The above versioning method and structure (shown in Figure 3.1) only applies to namespaces defined in our domain. External namespaces (such as standard namespaces for XML and XML Schema) do not use this structure, and they can be described using a fourth class of descriptions, which we call Simple Namespaces.

All descriptions use a similar set of description facets (as described in Section 2), but depending on the concrete namespace's class, a different subset of these facets is available.

4 Namespace Directory

By collecting namespace descriptions, it is possible to compile a directory of namespace descriptions, providing easy access to everybody searching information about any of these namespaces. The directory contains namespaces from within our domain (using the versioning structure) as well as outside namespaces (being described as simple namespaces), and by providing descriptions for both of these classes of namespaces, it is possible to compile a comprehensive and interlinked set of descriptions.

5 Implementation

We have applied the model proposed here to the area of e-Government in Switzerland, where a large number of XML-related vocabularies exist, some of them defined by various Swiss authorities, some of them adopted from standardization organizations or other bodies. This initial collection of namespaces has been described, and this set of descriptions has been augmented with descriptions of some of the core namespaces of XML-related standards. This set of namespace descriptions has been compiled into a directory of Swiss e-government namespaces.

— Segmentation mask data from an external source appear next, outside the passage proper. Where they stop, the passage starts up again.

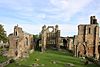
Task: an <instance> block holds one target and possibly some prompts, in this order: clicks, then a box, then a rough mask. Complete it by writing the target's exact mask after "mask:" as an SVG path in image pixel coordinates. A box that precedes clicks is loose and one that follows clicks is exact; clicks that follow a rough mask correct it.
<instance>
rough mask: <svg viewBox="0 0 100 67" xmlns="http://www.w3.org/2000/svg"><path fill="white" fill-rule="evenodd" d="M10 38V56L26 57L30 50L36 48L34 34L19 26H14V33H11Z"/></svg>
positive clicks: (11, 56) (9, 42) (17, 56)
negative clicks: (33, 38) (34, 43)
mask: <svg viewBox="0 0 100 67" xmlns="http://www.w3.org/2000/svg"><path fill="white" fill-rule="evenodd" d="M8 38H9V44H10V46H9V51H8V57H14V58H19V57H25V56H26V55H28V53H29V51H30V50H34V49H33V48H34V47H33V46H34V44H33V35H31V34H29V33H26V32H24V31H23V30H22V28H20V27H18V26H15V27H14V33H12V34H10V35H9V36H8Z"/></svg>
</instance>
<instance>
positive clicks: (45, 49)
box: [41, 25, 47, 52]
mask: <svg viewBox="0 0 100 67" xmlns="http://www.w3.org/2000/svg"><path fill="white" fill-rule="evenodd" d="M46 38H47V35H46V26H45V25H44V26H43V27H42V47H41V51H42V52H44V51H45V50H46Z"/></svg>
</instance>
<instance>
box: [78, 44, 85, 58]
mask: <svg viewBox="0 0 100 67" xmlns="http://www.w3.org/2000/svg"><path fill="white" fill-rule="evenodd" d="M84 55H86V46H85V44H82V43H79V44H78V46H77V56H81V57H82V56H84Z"/></svg>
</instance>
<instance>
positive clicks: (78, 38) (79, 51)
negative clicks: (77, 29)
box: [74, 16, 99, 59]
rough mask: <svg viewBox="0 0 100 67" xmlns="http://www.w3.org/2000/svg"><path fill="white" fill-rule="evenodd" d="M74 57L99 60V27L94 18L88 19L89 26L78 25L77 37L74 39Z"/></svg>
mask: <svg viewBox="0 0 100 67" xmlns="http://www.w3.org/2000/svg"><path fill="white" fill-rule="evenodd" d="M74 46H75V47H74V51H75V52H74V53H75V56H87V57H94V58H96V59H98V58H99V52H98V46H99V25H98V23H97V19H96V18H95V16H91V17H90V24H80V25H78V35H75V37H74Z"/></svg>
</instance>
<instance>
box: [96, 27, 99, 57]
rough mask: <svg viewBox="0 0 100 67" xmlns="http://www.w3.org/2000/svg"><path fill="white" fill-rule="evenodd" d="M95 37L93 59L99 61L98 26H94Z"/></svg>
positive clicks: (98, 28)
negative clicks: (98, 48) (94, 50)
mask: <svg viewBox="0 0 100 67" xmlns="http://www.w3.org/2000/svg"><path fill="white" fill-rule="evenodd" d="M95 30H96V32H95V33H96V34H95V35H96V37H95V58H96V59H99V52H98V45H99V26H96V28H95Z"/></svg>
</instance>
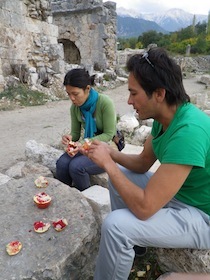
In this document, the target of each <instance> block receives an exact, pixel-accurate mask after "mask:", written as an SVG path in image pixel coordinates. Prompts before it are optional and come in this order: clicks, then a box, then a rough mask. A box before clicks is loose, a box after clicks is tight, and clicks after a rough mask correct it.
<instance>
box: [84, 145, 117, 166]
mask: <svg viewBox="0 0 210 280" xmlns="http://www.w3.org/2000/svg"><path fill="white" fill-rule="evenodd" d="M111 151H112V148H111V147H110V145H108V144H107V143H105V142H101V141H98V140H94V141H93V142H92V143H91V145H90V147H89V149H88V151H85V154H86V155H87V156H88V157H89V158H90V159H91V160H93V161H94V162H95V163H96V164H97V165H99V166H100V167H101V168H103V169H105V166H106V164H108V163H109V162H110V161H112V158H111Z"/></svg>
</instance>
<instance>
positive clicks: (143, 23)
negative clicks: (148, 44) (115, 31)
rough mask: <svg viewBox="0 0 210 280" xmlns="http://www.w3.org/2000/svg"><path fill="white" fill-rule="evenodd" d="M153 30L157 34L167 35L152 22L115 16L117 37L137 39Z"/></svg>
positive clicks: (150, 21) (139, 19) (143, 19)
mask: <svg viewBox="0 0 210 280" xmlns="http://www.w3.org/2000/svg"><path fill="white" fill-rule="evenodd" d="M151 30H155V31H157V32H162V33H164V34H165V33H167V31H166V30H164V29H163V28H162V27H160V26H159V25H158V24H157V23H155V22H154V21H149V20H145V19H141V18H133V17H127V16H126V17H121V16H117V37H120V38H122V37H125V38H129V37H138V36H139V35H141V34H142V33H143V32H148V31H151Z"/></svg>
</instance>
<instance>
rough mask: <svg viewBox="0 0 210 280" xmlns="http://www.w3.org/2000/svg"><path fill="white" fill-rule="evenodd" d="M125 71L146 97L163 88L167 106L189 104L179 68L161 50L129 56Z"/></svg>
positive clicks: (153, 50) (189, 101) (172, 60)
mask: <svg viewBox="0 0 210 280" xmlns="http://www.w3.org/2000/svg"><path fill="white" fill-rule="evenodd" d="M127 70H128V71H129V72H131V73H132V74H133V75H134V77H135V79H136V80H137V81H138V83H139V85H140V86H141V87H142V88H143V89H144V91H145V92H146V94H147V96H149V97H151V96H152V93H153V92H154V91H155V90H156V89H158V88H164V89H165V90H166V96H165V98H166V102H167V104H169V105H174V104H176V105H179V104H183V103H186V102H190V97H189V95H187V93H186V91H185V89H184V85H183V81H182V72H181V68H180V66H179V65H178V64H177V63H176V62H175V61H174V60H173V59H172V58H170V57H169V55H168V54H167V52H166V51H165V50H164V49H163V48H158V47H155V48H151V49H150V50H149V51H148V52H145V53H142V54H135V55H133V56H131V57H130V58H129V60H128V61H127Z"/></svg>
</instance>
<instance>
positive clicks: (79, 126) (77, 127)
mask: <svg viewBox="0 0 210 280" xmlns="http://www.w3.org/2000/svg"><path fill="white" fill-rule="evenodd" d="M77 114H78V112H77V111H76V107H75V106H73V105H72V106H71V108H70V115H71V136H72V140H73V141H78V140H79V138H80V135H81V122H80V121H79V120H78V116H77Z"/></svg>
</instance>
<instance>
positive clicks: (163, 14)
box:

The main goal behind this directory is to provide a common access point for people searching information about certain namespaces. Since the namespace descriptions also provide access to additional data (such as documentation, tools, and test data), this directory serves as a unifying platform for collecting and distributing information about XML-related activities in Switzerland.

The service has only been established recently, but the initial feedback has been very positive, because in the opinion of many XML developers, namespace names should point to information about the namespace, and by using the structure described here, we can provide information about the namespace and even about other namespaces and resources which are associated with it.

6 Conclusions

Using the namespace description format and structure presented here, it is possible to provide a uniform and rich set of descriptions about namespaces in an XML-based environment. While the exact versioning strategy and method may be different in other environments, the basic concept of defining and representing associations between namespaces is applicable to may different settings. The format has been defined to be easily usable and understandable, so that namespace maintainers do not perceive it as a big additional burden they rather avoid. This design should improve the ratio between the effort required to describe a namespace, and the benefit for all users of this namespace.

Bibliography

  1. JONATHAN BORDEN and TIM BRAY. Resource Directory Description Language (RDDL) 2.0, January 2004.
  2. TIM BRAY, DAVE HOLLANDER, and ANDREW LAYMAN. Namespaces in XML. World Wide Web Consortium, Recommendation REC-xml-names-19990114, January 1999.
  3. DOMINIQUE HAZAËL-MASSIEUX and DAN CONNOLLY. Gleaning Resource Descriptions from Dialects of Languages (GRDDL). World Wide Web Consortium, W3C Team Submission SUBM-grddl-20050516, May 2005.
  4. IAN JACOBS and NORMAN WALSH. Architecture of the World Wide Web, Volume One. World Wide Web Consortium, Recommendation REC-webarch-20041215, December 2004.